ICMP: Internet Control Message Protocol

• Used by hosts and routers to communicate network-level information.
• Includes error reporting, unreachable host, network, port, protocol, echo request/reply (ping), and network-layer messages (e.g. source quench messages).

IPv6: Motivation

• The initial motivation was the impending exhaustion of 32-bit address space.
• Additional improvements include faster processing/forwarding and header modifications for QoS support.
• IPv6 uses a fixed-length header that allows no fragmentation.

IPv6 Datagram Format

• Includes IPv6 header fields (version, priority, payload length, flow label, next header, hop limit, source address, destination address), and data.

Other Changes From IPv4

• The checksum is removed to reduce processing time.
• Options are allowed but are outside the header, indicated by "Next Header."
• ICMPv6 includes new message types like "Packet Too Big," and multicast group management functions.

Transition From IPv4 to IPv6

• Tunneling is a method for carrying IPv6 datagrams as payload in IPv4 datagrams among IPv4 routers.
• Routers can carry different types of headers concurrently.

Tunneling

• IPv6 datagrams are carried as payload in IPv4 datagrams for transition between IPv4 routers.
• This allows IPv6 traffic to traverse networks running IPv4 infrastructure.

IPv6 Adoption

• The US National Institutes of Standards (NIST) have estimated the adoption rate of IPv6 in industry and government.
• Deployment has been gradual, with application-level changes taking place in 20 years, starting with WWW and Facebook.

IP Addressing: Introduction

• IP address is a 32-bit identifier for hosts and routers along with interfaces.
• An interface connects a host or router to a physical link.
• Routers and typically have multiple interfaces.

IP Addressing: CIDR

• Classless Inter-Domain Routing (CIDR) is a method for allocating IP addresses that uses variable length subnet masks.

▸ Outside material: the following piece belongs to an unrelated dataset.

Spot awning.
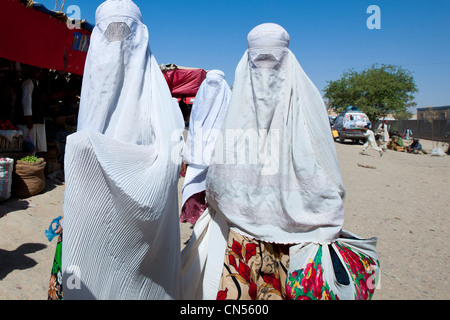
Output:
[0,0,92,75]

It defines an address format (a.b.c.d/x).
• X identifies how many 'bits' are used for the subnet portion of the address.

IP Addresses: How to Get One?

• Hosts can get IP addresses through several methods, such as hardcoded by system admins or using DHCP.
• DHCP is used for dynamic assignment of IP addresses via broadcast. It allows devices to obtain their IP addresses, and additional data, from a DHCP server on the network.

DHCP: More Than IP Addresses

• DHCP can return more than just an IP address, such as the address of the first-hop router and the DNS server's address.
• It also provides network mask information.

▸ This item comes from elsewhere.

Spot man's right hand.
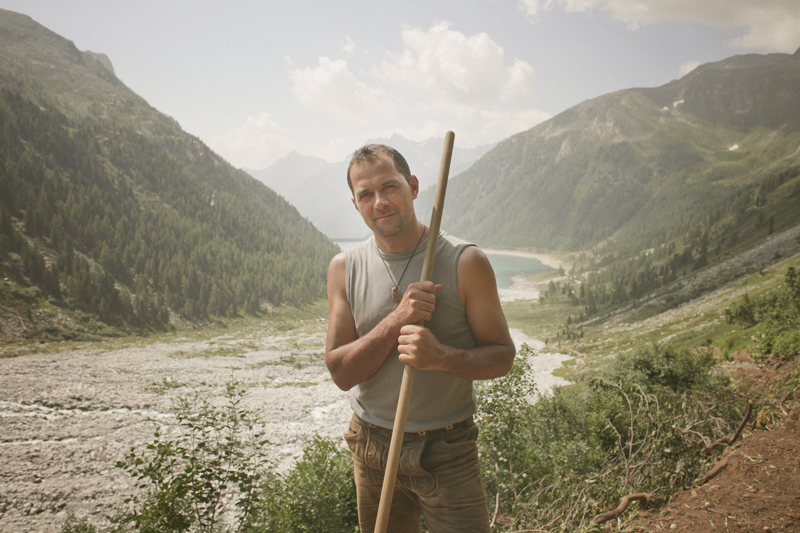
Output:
[392,281,444,327]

DHCP: Client-Server Scenario

• The DHCP consists of client-server interactions where a client requests and obtains an IP address from a DHCP server.
• A series of messages (DHCP discover, DHCP offer, DHCP request, DHCP ack) are exchanged.

DHCP: Example

• The DHCP server encapsulates its responses in UDP, which further gets encapsulated in IP, and that encapsulated in an Ethernet frame and broadcast onto the LAN.

IP Addresses: How to Get One?

• ISPs receive blocks of IP addresses allocated by ICANN (Internet Corporation for Assigned Names and Numbers).
• Organizations receive portions of address space for their networks.

NAT: Network Address Translation

• NAT allows a local network to use a single IP address to the outside world.
• NAT translates local addresses to a global address.

NAT: Network Address Translation (Implementation)

• NAT routers translate source IP addresses and port numbers in outgoing datagrams.
• They also translate destination fields in incoming datagrams.
• Using a NAT translation table, the NAT router maintains source and destination pairings.

NAT Traversal Problem

• The NAT traversal problem happens when a client wants to connect to a server, but the server's address is local to the LAN.
• A solution is to statically configure NAT to forward incoming requests to the server at a given port.

NAT: Motivation

• Local networks use one IP address for the outside world.
• This saves the need for address space from an ISP.
• It allows changes of devices and ISP without notifying the outside world.
• Devices inside a local network do not need to be explicitly addressable to the outside world.